Does the Bible back up Dr. Bonnie?

Does the Bible back up Dr. Bonnie?

By Pastor Rhoda Klein Miller 

The Bible contains some of the earliest documented community health policies. In the five books of Moses, also known as the Torah and the Pentateuch, you’ll find many God-given directives for disease prevention with nutrition and sanitation, and treatment including quarantines and even mask-wearing (Leviticus 13:45)! Though it took thousands of years for medical science to explain and confirm these practices, we shouldn’t be surprised that the Designer of these bodies knew how to best protect and care for them.

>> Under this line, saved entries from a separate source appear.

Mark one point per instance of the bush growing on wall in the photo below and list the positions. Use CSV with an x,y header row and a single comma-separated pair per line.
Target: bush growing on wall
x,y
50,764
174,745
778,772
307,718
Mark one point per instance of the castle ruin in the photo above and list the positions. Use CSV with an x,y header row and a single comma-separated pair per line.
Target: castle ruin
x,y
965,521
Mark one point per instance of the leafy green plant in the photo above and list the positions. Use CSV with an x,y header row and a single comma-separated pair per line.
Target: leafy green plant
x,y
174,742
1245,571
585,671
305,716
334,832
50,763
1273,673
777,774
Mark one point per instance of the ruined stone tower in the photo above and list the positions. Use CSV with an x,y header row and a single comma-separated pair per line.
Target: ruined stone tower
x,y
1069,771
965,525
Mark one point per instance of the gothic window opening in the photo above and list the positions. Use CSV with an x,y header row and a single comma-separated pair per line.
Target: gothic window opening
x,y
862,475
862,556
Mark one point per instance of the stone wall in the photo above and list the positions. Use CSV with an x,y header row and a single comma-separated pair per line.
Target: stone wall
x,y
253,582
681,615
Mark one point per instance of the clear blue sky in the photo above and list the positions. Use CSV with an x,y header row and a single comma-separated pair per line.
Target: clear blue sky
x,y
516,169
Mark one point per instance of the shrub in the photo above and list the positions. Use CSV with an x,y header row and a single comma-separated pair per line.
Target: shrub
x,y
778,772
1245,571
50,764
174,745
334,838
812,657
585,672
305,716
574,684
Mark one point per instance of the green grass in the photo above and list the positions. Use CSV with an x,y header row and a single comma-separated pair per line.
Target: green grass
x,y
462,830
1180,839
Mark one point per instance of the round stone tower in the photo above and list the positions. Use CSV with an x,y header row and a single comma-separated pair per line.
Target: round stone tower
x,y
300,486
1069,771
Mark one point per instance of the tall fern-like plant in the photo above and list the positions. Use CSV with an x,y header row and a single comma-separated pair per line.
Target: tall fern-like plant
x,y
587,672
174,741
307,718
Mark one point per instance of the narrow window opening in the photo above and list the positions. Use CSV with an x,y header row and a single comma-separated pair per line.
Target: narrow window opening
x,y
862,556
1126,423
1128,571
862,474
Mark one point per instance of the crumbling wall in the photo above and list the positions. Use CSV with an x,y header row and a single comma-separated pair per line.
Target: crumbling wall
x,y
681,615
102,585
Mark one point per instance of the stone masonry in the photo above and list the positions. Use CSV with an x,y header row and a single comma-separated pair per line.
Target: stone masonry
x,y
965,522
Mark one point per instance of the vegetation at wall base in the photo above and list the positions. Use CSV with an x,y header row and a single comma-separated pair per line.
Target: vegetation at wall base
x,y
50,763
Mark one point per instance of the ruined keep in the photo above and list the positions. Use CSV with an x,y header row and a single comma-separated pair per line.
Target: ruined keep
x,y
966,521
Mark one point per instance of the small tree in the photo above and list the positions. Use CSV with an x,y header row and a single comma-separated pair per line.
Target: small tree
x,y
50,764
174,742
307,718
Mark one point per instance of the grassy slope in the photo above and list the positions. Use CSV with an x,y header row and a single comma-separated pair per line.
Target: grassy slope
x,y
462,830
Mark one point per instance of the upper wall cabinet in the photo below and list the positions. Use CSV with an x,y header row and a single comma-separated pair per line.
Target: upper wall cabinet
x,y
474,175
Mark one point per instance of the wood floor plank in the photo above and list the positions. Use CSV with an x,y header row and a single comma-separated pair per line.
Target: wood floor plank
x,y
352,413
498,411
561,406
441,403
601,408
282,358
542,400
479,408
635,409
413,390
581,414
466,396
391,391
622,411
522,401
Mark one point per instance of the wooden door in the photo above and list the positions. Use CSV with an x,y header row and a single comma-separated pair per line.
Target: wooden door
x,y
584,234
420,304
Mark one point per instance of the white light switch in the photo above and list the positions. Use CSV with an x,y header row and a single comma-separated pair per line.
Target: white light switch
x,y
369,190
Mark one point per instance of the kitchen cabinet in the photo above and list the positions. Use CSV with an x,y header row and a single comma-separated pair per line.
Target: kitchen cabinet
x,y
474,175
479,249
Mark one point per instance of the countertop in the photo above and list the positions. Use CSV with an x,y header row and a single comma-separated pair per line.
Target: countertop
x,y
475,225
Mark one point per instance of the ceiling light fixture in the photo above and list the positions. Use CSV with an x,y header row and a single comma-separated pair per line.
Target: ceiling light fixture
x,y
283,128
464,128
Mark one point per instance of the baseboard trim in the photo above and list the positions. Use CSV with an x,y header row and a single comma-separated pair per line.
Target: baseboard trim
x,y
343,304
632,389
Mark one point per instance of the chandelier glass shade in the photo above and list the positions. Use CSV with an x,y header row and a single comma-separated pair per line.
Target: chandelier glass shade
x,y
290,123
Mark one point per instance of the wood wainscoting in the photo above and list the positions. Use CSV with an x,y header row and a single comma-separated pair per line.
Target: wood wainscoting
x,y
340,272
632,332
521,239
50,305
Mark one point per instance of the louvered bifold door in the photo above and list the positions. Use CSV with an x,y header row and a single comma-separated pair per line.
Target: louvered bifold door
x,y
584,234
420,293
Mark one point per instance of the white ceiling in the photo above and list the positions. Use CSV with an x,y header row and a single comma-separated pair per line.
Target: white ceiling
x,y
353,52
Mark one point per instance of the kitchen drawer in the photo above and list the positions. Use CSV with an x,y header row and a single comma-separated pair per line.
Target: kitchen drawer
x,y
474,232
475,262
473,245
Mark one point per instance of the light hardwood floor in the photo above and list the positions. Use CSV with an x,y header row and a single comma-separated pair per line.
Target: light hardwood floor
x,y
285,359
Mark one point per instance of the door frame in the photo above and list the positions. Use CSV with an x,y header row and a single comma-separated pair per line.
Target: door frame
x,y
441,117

The Isrealites “unclean” conditions and COVID-19 share an interesting parallel noted by professor and author Tamar Kamionkowski. Generally the consequences of both these dangers impact the community worse than the individual. Many contaminated people are resilient or asymptomatic, but failing to take exposure seriously threatens the society.

In her study of Leviticus, Kamionkowski finds no system of enforcement. Priests would teach the rules and declare people clear of defilement but many of the circumstances that led to ritual impurity could easily be kept secret. It was not fear of punishment but an ethic of community care and a desire to keep God’s presence close that motivated compliance. While other leaders have been stricter and heavy handed, Dr. Bonnie Henry has appealed to our sense of citizenship, expressing confidence British Columbians will comply for the sake of the greater good. While most of us are not at serious risk if we contract the virus it is in our best interest to guard the healthcare system and as Christians it is our duty to protect the vulnerable. Practicing personal isolation for the sake of public health is a longstanding Christian tradition.

When the bubonic plague reached Wittenburg in 1527, Reformer Martin Luther leaned on the wisdom of Leviticus stating “I will avoid places and persons where my presence is not needed lest I become a spreading agent.” Let’s all do our part to respect the latest health order and Biblical counsel, rescheduling social engagements and non-essential travel for another time.